Les Apaches déconcertés, furieux de cette fuite, et ne sachant à qui ils avaient affaire, gesticulèrent en accablant leurs ennemis inconnus de toutes les insultes que la langue indienne put leur fournir, les traitant de lapins, de canards, de chiens, de hiboux et autres épithètes empruntées à la nomenclature des animaux qu'ils haïssent ou méprisent.
Le chasseur et ses compagnons s'inquiétaient peu de ces injures impuissantes: ils continuaient à pagayer vigoureusement, ce qui rétablissait dans leurs membres la circulation du sang.
Cependant les Indiens changèrent de tactique: plusieurs longues flèches barbelées furent lancées sur la pirogue, quelques coups de fusil même furent tirés; mais la distance était trop grande, l'eau seule fut fouettée par les balles.
La nuit se passa ainsi.
Les aventuriers pagayaient avec ardeur, car ils avaient reconnu que la rivière, à l'aide de ses nombreux détours, se rapprochait sensiblement de la forêt qu'ils avaient tant d'intérêt à atteindre. Cependant, croyant ne plus avoir rien à redouter de leurs ennemis, ils abandonnèrent pendant quelques instants les pagaies afin de se délasser et prendre un peu de nourriture.

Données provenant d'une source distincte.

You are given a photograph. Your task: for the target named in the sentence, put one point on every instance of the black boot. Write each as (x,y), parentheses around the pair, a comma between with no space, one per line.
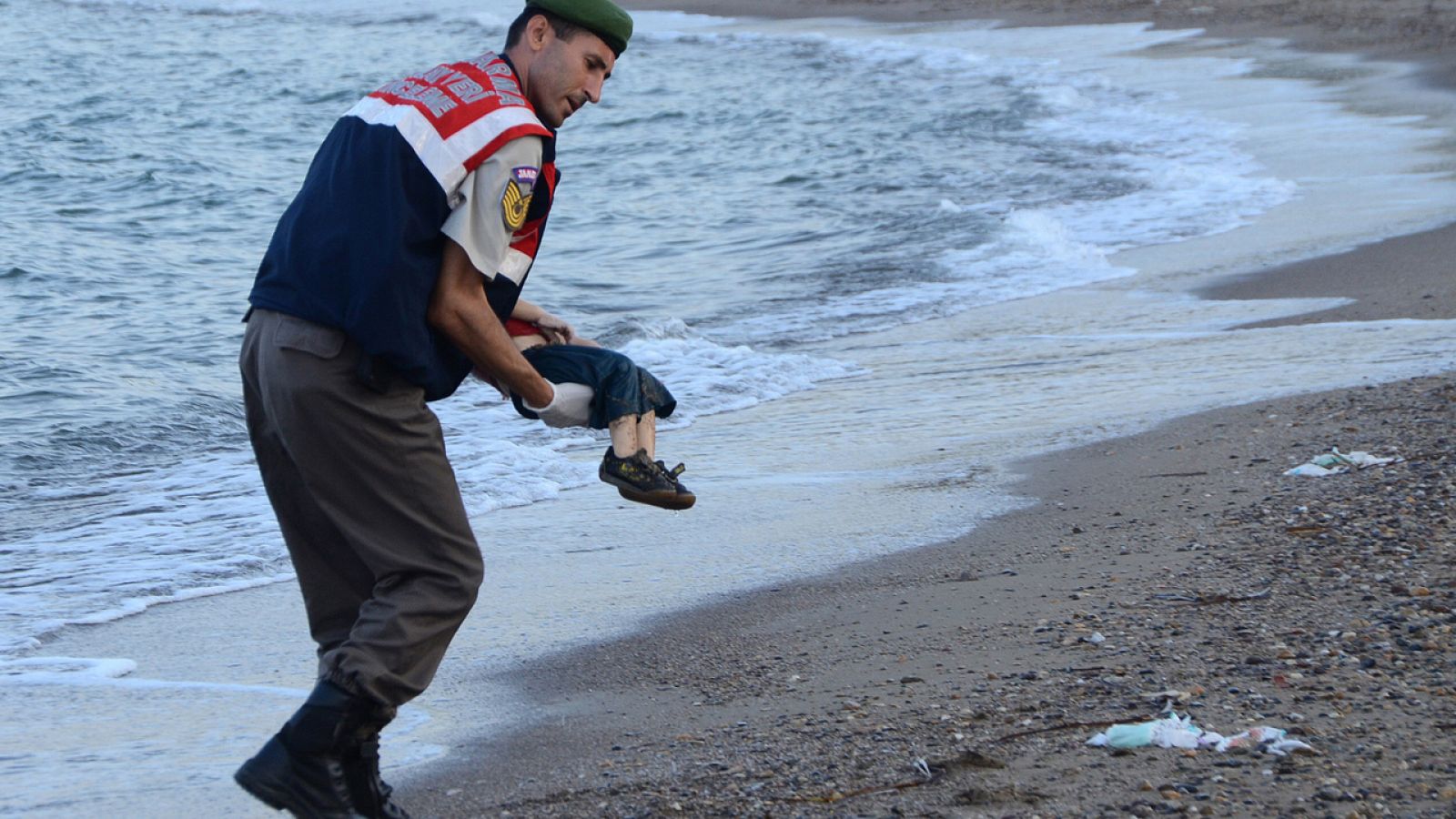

Le jour était venu sur ces entrefaites, un magnifique paysage se déroula aux yeux éblouis des aventuriers.
—Oh! s'écria l'Aigle-Volant avec une expression de surprise.
—Qu'y a-t-il? dit aussitôt Bon-Affût qui comprit que le chef avait aperçu quelque chose d'extraordinaire.
—Voyez! reprit emphatiquement le Comanche en tendant le bras dans la direction qu'ils avaient parcourue pendant la nuit.